Derramou Onésimo Gonçalves pela garganta outro copo de cerveja. Enquanto limpava o bigode na manga comprida da camisa, saiu-se a elogiar doutor Brandão, homem grã-fino da capital, cheio de estudo, parecendo viajado. Tão diferente dele, sem possuir saber de escola, a não ser o do batente do mundo. Para chegar àquela vida de mais facilidade, suou que suou. Conseguiu, com ajuda do céu, instalar seu próprio negócio. Fez de tudo que um cristão pudesse avaliar. Começou em Juazeiro do Norte varrendo e espanando a loja de vender estátua e imagem de santos, perto da Matriz de Nossa Senhora das Dores. Depois de dois anos, subiu a vendedor de balcão numa casa de tecido da Rua São Pedro, a rua do comércio forte. Foi lá que aprendeu a ser mais ativo: botou-se a vender tecido ruim por bom e a entender como mexer nos papéis da loja. Subiu mais para cima. Pegou a patente de gerente da firma. Corria tanto na loja que, no dia da feira do sábado, comia de pé com o prato na mão. E se espalhou: “Pois é, doutor Brandão. Ainda hoje, não sou rico de se esborrotar. Mas tenho uns cacarequim, n’é não, compadre Ernesto?”. 
Amaciando os cabelos do tórax, o comerciante ficou a aguardar a aprovação do compadre. Desconfiado, Ernesto Ferreira balançou a cabeça de cima para baixo, sem olhar para o chefe da Fazenda. Meteu-se a engolir cerveja, para depois ciscar ossos na bandeja.

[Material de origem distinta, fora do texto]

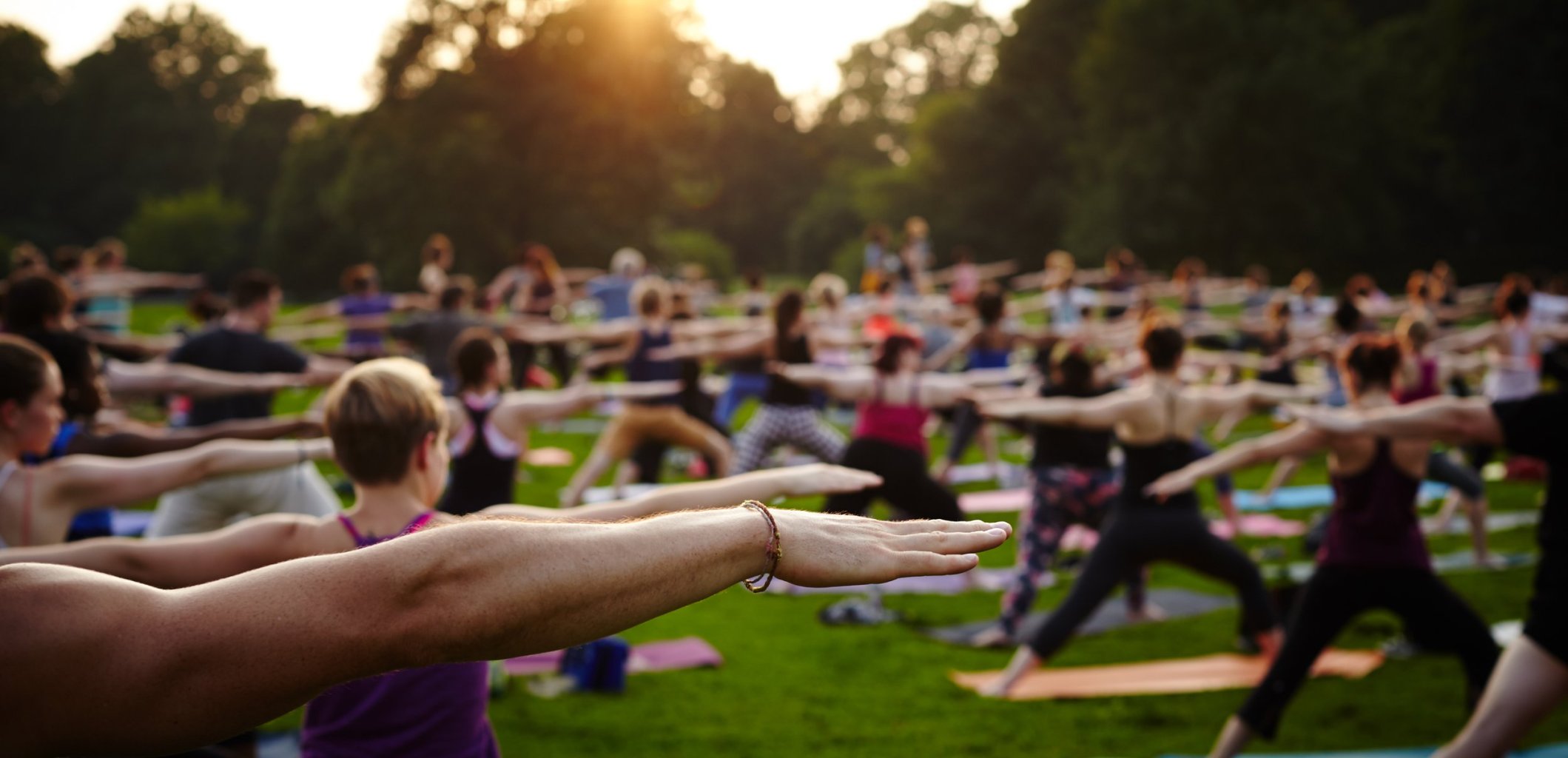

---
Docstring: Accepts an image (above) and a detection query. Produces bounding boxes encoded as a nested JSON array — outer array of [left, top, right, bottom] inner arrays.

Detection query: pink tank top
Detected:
[[855, 374, 932, 455], [1394, 358, 1441, 405]]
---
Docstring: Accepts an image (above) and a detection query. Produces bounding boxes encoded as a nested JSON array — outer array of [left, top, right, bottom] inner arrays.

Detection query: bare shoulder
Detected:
[[0, 563, 168, 754]]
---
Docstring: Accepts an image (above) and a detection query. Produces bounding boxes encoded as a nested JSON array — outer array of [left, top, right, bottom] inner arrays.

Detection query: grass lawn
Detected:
[[125, 308, 1568, 757]]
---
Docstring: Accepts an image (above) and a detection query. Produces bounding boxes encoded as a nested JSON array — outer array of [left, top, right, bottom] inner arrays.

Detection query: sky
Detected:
[[0, 0, 1024, 112]]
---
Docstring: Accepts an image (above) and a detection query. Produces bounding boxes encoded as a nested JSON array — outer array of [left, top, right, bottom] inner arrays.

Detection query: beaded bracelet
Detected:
[[740, 500, 784, 591]]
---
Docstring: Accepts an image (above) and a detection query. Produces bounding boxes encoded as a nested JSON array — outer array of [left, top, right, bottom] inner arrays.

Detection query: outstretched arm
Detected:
[[1291, 397, 1504, 444], [0, 513, 315, 588], [980, 389, 1138, 429], [0, 509, 1009, 757], [104, 361, 325, 397], [482, 463, 881, 521], [38, 438, 332, 512], [1143, 423, 1328, 502], [66, 416, 321, 458]]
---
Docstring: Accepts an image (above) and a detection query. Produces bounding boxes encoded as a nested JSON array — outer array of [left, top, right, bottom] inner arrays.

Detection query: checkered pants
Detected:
[[730, 403, 844, 474]]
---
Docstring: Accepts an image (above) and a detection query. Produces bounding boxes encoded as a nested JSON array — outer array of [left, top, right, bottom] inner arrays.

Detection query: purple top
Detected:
[[300, 513, 500, 758], [855, 374, 932, 455], [337, 292, 394, 358], [1317, 440, 1432, 571]]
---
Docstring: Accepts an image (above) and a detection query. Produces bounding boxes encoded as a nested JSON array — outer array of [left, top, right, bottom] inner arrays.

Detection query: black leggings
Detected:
[[947, 400, 1027, 463], [506, 342, 572, 389], [1029, 506, 1278, 659], [1236, 565, 1498, 739], [823, 438, 964, 521]]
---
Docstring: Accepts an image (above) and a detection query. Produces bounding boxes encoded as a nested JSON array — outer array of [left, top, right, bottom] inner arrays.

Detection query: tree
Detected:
[[0, 24, 63, 244], [52, 4, 273, 243], [124, 187, 248, 281]]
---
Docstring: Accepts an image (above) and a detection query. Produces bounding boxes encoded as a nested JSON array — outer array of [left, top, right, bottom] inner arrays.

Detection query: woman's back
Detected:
[[1319, 436, 1432, 568]]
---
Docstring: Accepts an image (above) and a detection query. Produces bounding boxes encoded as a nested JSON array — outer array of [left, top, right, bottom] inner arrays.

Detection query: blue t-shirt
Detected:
[[588, 273, 632, 322]]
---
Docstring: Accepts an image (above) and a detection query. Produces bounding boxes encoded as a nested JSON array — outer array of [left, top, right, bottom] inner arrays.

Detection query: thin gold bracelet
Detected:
[[740, 500, 784, 591]]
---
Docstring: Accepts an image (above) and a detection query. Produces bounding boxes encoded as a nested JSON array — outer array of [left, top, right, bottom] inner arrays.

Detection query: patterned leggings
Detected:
[[730, 403, 845, 474], [1000, 466, 1143, 637]]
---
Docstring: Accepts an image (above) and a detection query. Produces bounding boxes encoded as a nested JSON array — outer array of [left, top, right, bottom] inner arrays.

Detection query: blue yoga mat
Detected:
[[110, 509, 152, 537], [1236, 482, 1449, 510], [1162, 742, 1568, 758]]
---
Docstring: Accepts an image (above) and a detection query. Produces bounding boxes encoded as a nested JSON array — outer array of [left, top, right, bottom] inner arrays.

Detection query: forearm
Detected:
[[79, 416, 315, 458], [401, 509, 768, 665], [192, 440, 321, 480], [1359, 397, 1502, 444], [0, 537, 154, 584], [592, 468, 795, 521]]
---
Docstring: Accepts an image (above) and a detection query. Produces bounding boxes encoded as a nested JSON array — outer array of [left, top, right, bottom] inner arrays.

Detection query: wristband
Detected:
[[740, 500, 784, 591]]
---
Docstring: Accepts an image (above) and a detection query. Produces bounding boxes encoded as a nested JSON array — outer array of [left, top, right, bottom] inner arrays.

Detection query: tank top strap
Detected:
[[1163, 391, 1176, 440], [337, 513, 369, 548], [398, 512, 436, 537]]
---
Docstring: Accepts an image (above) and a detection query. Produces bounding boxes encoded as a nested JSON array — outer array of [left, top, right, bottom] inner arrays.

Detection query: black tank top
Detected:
[[762, 335, 811, 406], [625, 326, 681, 405], [1118, 392, 1198, 514], [440, 402, 517, 517]]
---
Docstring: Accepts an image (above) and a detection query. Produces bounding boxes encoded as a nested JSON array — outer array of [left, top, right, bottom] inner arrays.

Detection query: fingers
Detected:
[[894, 529, 1009, 556], [897, 552, 980, 576], [880, 520, 1013, 535]]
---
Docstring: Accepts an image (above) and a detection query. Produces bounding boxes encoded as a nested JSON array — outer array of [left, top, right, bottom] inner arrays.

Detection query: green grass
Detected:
[[125, 309, 1568, 757]]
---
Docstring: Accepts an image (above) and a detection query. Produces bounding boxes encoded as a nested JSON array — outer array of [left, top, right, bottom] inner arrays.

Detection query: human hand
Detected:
[[776, 463, 883, 497], [773, 509, 1013, 587]]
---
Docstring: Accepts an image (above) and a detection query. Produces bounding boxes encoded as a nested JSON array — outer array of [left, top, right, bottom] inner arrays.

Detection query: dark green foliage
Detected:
[[0, 0, 1568, 289]]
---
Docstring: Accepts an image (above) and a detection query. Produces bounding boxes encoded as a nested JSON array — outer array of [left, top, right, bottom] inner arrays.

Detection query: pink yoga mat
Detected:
[[768, 568, 1013, 595], [506, 637, 724, 677], [949, 648, 1383, 700], [958, 489, 1029, 513]]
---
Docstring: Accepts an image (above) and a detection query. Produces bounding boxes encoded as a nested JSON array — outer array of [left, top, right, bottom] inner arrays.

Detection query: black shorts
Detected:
[[1524, 548, 1568, 665]]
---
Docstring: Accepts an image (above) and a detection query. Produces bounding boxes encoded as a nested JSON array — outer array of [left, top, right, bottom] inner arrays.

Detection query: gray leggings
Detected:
[[1427, 450, 1487, 500]]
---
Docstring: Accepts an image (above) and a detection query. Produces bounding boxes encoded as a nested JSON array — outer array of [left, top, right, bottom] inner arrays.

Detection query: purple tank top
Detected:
[[855, 374, 932, 455], [300, 513, 500, 758], [1317, 440, 1432, 571], [337, 292, 392, 352]]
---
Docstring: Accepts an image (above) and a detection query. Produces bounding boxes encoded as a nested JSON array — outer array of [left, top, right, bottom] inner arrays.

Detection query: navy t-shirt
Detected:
[[169, 326, 309, 427]]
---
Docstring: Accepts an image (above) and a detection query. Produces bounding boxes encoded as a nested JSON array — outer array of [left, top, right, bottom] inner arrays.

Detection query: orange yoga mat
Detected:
[[522, 447, 572, 468], [949, 650, 1383, 700]]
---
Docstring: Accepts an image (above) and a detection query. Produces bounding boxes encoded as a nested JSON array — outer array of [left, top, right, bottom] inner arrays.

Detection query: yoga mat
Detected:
[[110, 509, 152, 537], [522, 447, 576, 469], [949, 648, 1383, 700], [768, 568, 1009, 595], [1209, 513, 1306, 540], [1421, 510, 1541, 534], [958, 488, 1030, 513], [562, 419, 610, 436], [1285, 551, 1538, 583], [583, 485, 663, 502], [1160, 742, 1568, 758], [922, 588, 1236, 646], [1236, 482, 1449, 510], [506, 637, 724, 677], [947, 463, 1024, 485]]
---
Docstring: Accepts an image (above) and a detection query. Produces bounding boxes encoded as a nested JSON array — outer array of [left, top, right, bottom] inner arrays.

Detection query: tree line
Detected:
[[0, 0, 1568, 289]]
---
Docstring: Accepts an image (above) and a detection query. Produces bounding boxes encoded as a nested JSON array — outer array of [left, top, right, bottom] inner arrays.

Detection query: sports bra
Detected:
[[0, 460, 33, 549], [1118, 391, 1198, 513], [1317, 438, 1432, 570], [337, 510, 436, 548], [1394, 356, 1442, 405]]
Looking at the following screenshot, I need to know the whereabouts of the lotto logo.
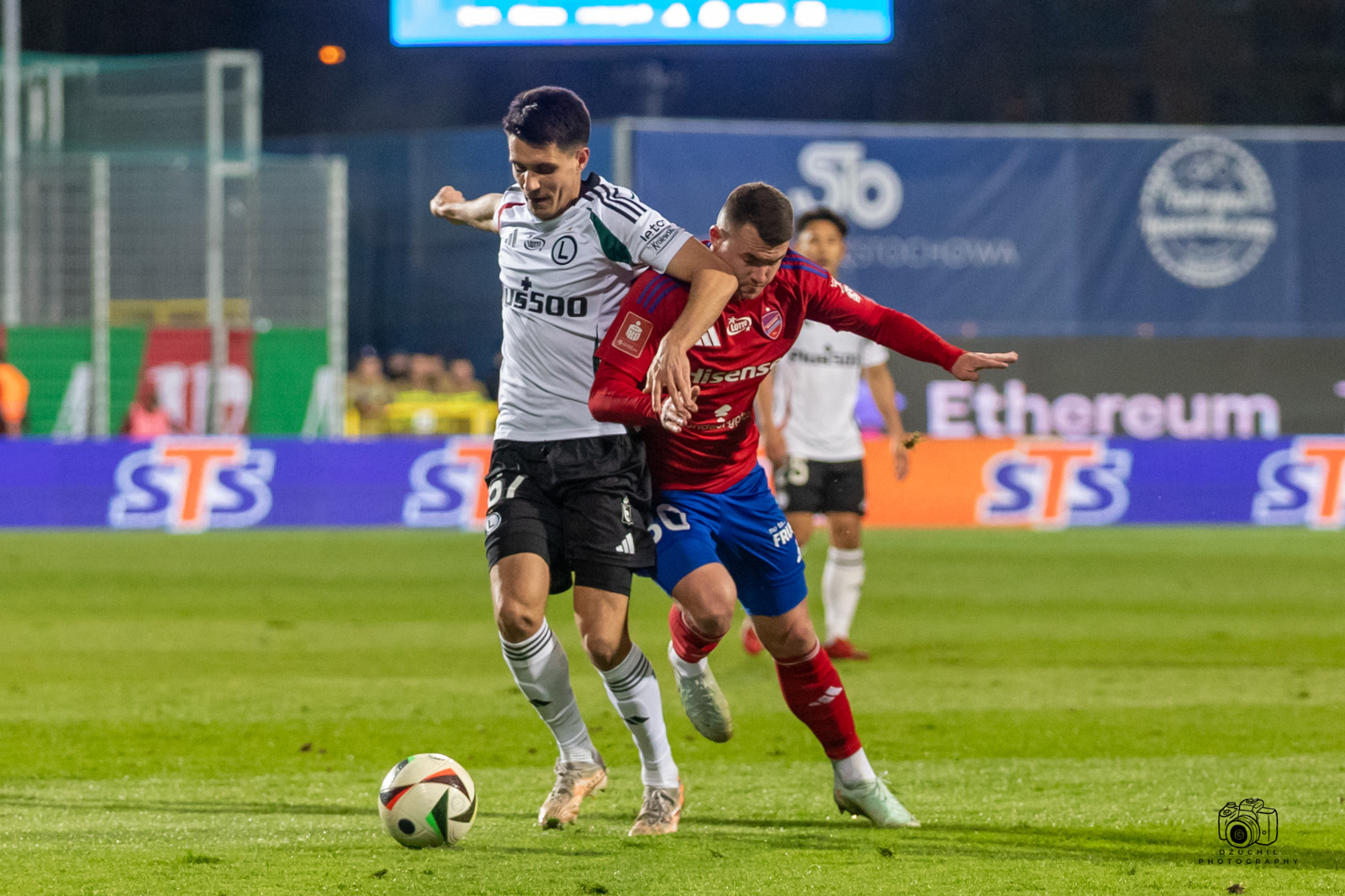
[977,439,1131,529]
[402,439,499,530]
[1253,436,1345,529]
[108,436,276,533]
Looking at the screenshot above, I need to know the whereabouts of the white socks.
[822,547,863,643]
[600,645,678,787]
[831,746,878,787]
[500,619,599,763]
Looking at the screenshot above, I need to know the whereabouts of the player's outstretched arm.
[429,187,504,233]
[807,277,1018,373]
[589,362,701,432]
[644,240,738,417]
[948,351,1018,382]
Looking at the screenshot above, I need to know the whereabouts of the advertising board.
[0,436,1345,533]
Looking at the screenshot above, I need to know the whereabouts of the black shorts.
[486,435,655,594]
[775,457,865,515]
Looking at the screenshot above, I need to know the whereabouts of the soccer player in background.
[430,87,736,834]
[589,183,1017,827]
[742,208,910,659]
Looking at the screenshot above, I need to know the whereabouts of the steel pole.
[4,0,23,327]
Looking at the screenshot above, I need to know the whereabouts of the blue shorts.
[650,466,809,616]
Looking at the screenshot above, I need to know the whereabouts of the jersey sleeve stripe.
[597,184,650,215]
[780,261,831,280]
[635,275,670,305]
[635,275,679,312]
[784,249,831,277]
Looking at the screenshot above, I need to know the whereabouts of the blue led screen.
[392,0,893,47]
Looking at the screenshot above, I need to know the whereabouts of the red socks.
[775,645,859,759]
[668,603,722,663]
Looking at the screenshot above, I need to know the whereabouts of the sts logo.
[108,436,276,533]
[402,439,491,529]
[1253,436,1345,529]
[977,439,1131,529]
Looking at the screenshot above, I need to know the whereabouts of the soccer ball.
[378,753,476,849]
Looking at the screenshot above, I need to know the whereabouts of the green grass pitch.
[0,529,1345,896]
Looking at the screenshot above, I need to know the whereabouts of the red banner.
[140,329,253,435]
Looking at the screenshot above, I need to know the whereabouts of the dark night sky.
[24,0,1345,136]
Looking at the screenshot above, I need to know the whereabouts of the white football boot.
[536,757,607,827]
[668,641,733,744]
[832,777,920,827]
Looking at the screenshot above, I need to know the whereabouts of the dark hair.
[720,182,794,246]
[504,87,589,152]
[794,206,850,240]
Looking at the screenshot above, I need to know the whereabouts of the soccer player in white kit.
[742,208,910,659]
[430,87,737,834]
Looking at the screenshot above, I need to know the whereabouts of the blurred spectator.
[0,340,29,439]
[384,345,412,392]
[440,358,489,398]
[345,345,397,432]
[406,352,444,393]
[121,379,182,441]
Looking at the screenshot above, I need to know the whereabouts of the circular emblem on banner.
[551,235,580,265]
[1139,136,1275,288]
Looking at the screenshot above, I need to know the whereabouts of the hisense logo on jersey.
[691,361,776,386]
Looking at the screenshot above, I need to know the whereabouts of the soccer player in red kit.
[589,183,1017,827]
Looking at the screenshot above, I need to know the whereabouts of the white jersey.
[495,173,691,441]
[772,320,888,463]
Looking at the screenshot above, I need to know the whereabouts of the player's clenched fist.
[948,351,1018,382]
[435,187,467,220]
[659,386,701,432]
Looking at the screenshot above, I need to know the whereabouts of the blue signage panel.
[0,436,1345,533]
[392,0,893,47]
[630,123,1345,336]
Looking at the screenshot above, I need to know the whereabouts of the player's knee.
[755,614,818,659]
[682,587,738,638]
[583,632,630,672]
[827,514,859,551]
[495,592,546,645]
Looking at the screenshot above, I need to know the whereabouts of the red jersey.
[589,250,962,493]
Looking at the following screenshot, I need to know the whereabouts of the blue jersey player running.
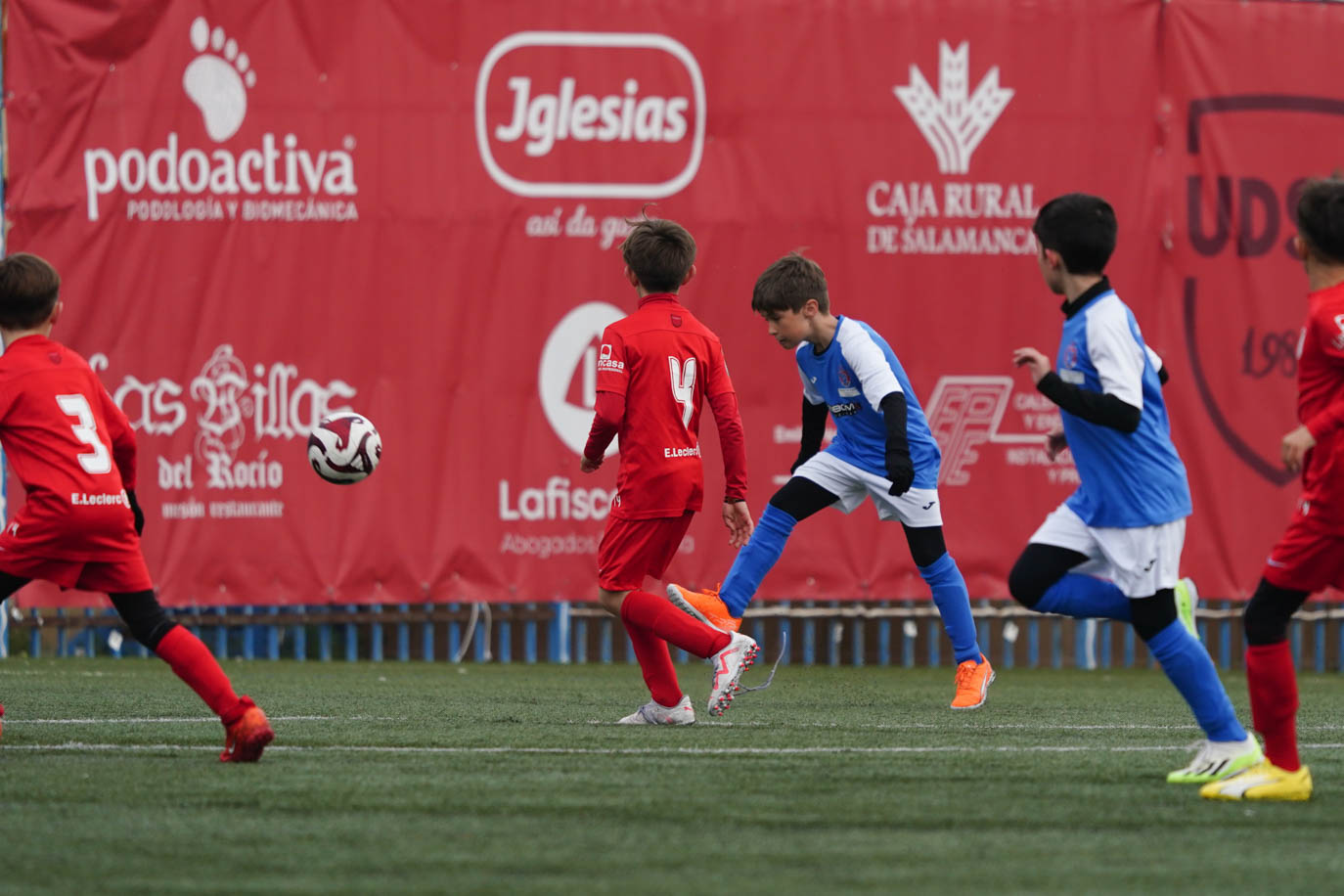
[668,252,995,709]
[1008,194,1261,784]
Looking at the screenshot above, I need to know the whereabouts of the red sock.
[621,591,731,657]
[1246,641,1302,771]
[155,626,238,717]
[621,619,682,706]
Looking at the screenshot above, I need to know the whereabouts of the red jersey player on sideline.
[1200,177,1344,799]
[581,217,757,726]
[0,252,276,762]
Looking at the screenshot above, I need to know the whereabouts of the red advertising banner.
[4,0,1344,605]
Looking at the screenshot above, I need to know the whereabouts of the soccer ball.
[308,411,383,485]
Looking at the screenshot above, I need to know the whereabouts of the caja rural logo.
[864,40,1038,255]
[83,16,359,222]
[1182,94,1344,485]
[475,31,704,199]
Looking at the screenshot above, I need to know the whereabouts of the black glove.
[126,489,145,535]
[887,446,916,494]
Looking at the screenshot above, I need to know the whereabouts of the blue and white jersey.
[1055,281,1190,529]
[795,316,942,489]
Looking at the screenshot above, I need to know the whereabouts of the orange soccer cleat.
[952,654,995,709]
[668,584,741,634]
[219,694,276,762]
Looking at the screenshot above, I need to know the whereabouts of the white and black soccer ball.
[308,411,383,485]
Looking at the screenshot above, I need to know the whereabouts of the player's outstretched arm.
[579,389,625,472]
[1012,348,1142,432]
[789,395,830,472]
[723,501,755,548]
[881,392,916,494]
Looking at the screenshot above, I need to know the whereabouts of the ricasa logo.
[83,16,359,222]
[536,302,625,457]
[475,31,704,199]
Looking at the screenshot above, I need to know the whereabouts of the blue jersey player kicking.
[1008,194,1261,784]
[668,252,995,709]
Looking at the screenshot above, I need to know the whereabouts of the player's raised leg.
[108,591,276,762]
[668,475,838,631]
[897,520,995,709]
[1132,589,1262,784]
[1199,578,1312,800]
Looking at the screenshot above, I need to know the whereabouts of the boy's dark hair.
[751,252,830,316]
[1031,194,1117,274]
[621,217,694,292]
[0,252,61,331]
[1297,176,1344,265]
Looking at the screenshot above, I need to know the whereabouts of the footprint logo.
[181,16,256,143]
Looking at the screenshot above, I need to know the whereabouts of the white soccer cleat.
[1167,735,1265,784]
[615,694,694,726]
[709,631,761,716]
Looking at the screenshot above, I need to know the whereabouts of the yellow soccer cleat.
[1176,576,1199,641]
[668,584,741,634]
[952,654,995,709]
[1199,759,1312,802]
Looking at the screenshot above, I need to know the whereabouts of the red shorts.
[597,511,694,591]
[1261,508,1344,591]
[0,552,155,594]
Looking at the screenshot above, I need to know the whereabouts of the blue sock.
[1032,572,1131,622]
[719,504,798,616]
[1147,619,1246,740]
[919,554,980,662]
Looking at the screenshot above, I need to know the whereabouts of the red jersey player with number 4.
[581,217,757,726]
[0,252,276,762]
[1200,177,1344,799]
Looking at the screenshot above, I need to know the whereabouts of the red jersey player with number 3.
[0,252,276,762]
[1200,177,1344,799]
[581,217,757,726]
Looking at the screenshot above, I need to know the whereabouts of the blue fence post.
[368,604,383,662]
[293,604,308,662]
[522,604,536,665]
[266,605,280,659]
[345,604,359,662]
[495,604,511,662]
[317,604,336,662]
[421,604,434,662]
[877,601,891,666]
[396,604,411,662]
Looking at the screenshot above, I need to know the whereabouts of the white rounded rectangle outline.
[475,31,704,199]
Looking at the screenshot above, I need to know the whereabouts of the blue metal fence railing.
[8,601,1344,672]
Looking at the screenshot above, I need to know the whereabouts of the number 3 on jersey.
[668,355,694,426]
[57,392,112,475]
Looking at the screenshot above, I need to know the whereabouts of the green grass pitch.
[0,659,1344,893]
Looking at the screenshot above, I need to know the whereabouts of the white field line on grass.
[0,741,1344,756]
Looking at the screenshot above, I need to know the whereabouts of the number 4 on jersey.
[57,392,112,475]
[668,355,694,426]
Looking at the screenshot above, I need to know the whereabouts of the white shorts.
[793,451,942,529]
[1031,504,1186,598]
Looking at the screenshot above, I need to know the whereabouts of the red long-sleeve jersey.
[583,294,746,519]
[0,336,140,561]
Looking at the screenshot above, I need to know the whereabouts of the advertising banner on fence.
[4,0,1344,605]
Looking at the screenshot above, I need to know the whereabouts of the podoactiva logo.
[1176,94,1344,485]
[475,31,704,199]
[83,16,359,222]
[536,302,625,457]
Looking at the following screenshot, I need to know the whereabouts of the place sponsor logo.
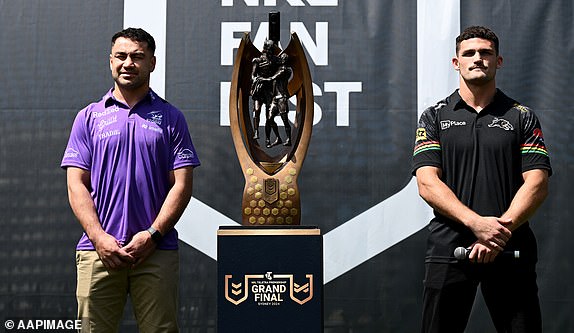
[440,120,466,130]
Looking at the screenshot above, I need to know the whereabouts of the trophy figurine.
[229,12,313,225]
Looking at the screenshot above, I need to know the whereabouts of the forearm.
[67,169,104,240]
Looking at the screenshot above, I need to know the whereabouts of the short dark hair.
[456,26,499,55]
[112,28,155,54]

Onésimo, contente e de bigode espumoso, convidou os dois amigos para mais uma rodada de cerveja. Afinal, ele mesmo não poderia deixar entrar pelo ralo aquela chance de dar água na boca. Diante dele, compadre Ernesto lhe trouxera de bandeja a autoridade de lá de dentro da Fazenda do Estado. Tão diferente andava o compadre, já se mostrando pesado no seu bolso. Da última vez que lhe pedira mais um favorzinho, Ernesto Ferreira enrolou, enrolou, não conseguindo nada. O compadre perdia a graça, não mais lhe cortava os fiapinhos dos números da Fazenda. Ele dava uma de mané-égua, sem querer se desgrudar da política tradicional. Perdia restinho de força lá na Secretaria da Fazenda do Estado. Por isso, precisava, naquele momento, ele mesmo, Onésimo Gonçalves dos Santos, botar quiabo no passo do chefe à sua frente:
- Vamos, doutor Brandão, cair na cerveja, pra festejar nossa amizade.    
Entretanto, no momento em que o novo chefe da repartição estadual se animou para mais beber, a esposa dele, em pé, alertava-o para irem atrás dos filhos, deixados em casa sem ninguém. Aquilo deixou Onésimo ofendido. Tentou levar adiante objeções: que não se importasse não. Os meninos estavam na proteção de Deus. Ninguém ia fazer munganga com os bichinhos não. Mas o converseiro do Onésimo Gonçalves não conseguiu derrubar a mulher do doutor Brandão. Assim, para agradar a ela, o comerciante, de cabeça baixa, ficou a resmungar entre dentes: “Mãe é mãe. Mãe é mãe”.
Teve de parar a lamentação ao perceber doutor Brandão com a mão no bolso, a fim de retirar a carteira do dinheiro. De imediato, Onésimo repuxou o braço direito da autoridade, quase o arrancando do lugar. E lhe ensaiou a esperteza: "Peraí doutor, peraí. Não se avexe não. Compadre Ernesto mais comadre Belinha já são de casa. O senhor pode se achegar no nosso armazém. Apareça lá, doutor. Apareça".
- Está vendo, Brandão? Veja como é compadre Onésimo. Se deu com você. Do jeito que ele é aqui, também é no seu estabelecimento.
Após a despedida, Francisco Brandão Magalhães com a esposa deixaram a festa para trás. Enquanto dirigia seu automóvel, ele pensou no Onésimo, com pinta de sabido. Pensou na despedida, ao lhe apertar com força o braço, a barrar-lhe a puxada da carteira de dinheiro. Pensou ainda no Ernesto Ferreira, colega desde o ginásio em Fortaleza, ao convidar-lhe insistente na Secretaria para irem à última noite de festejo a São Francisco: “Vamos lá, Brandão. Você vai ver. Não há problema. Com essa gente é só questão de paciência”.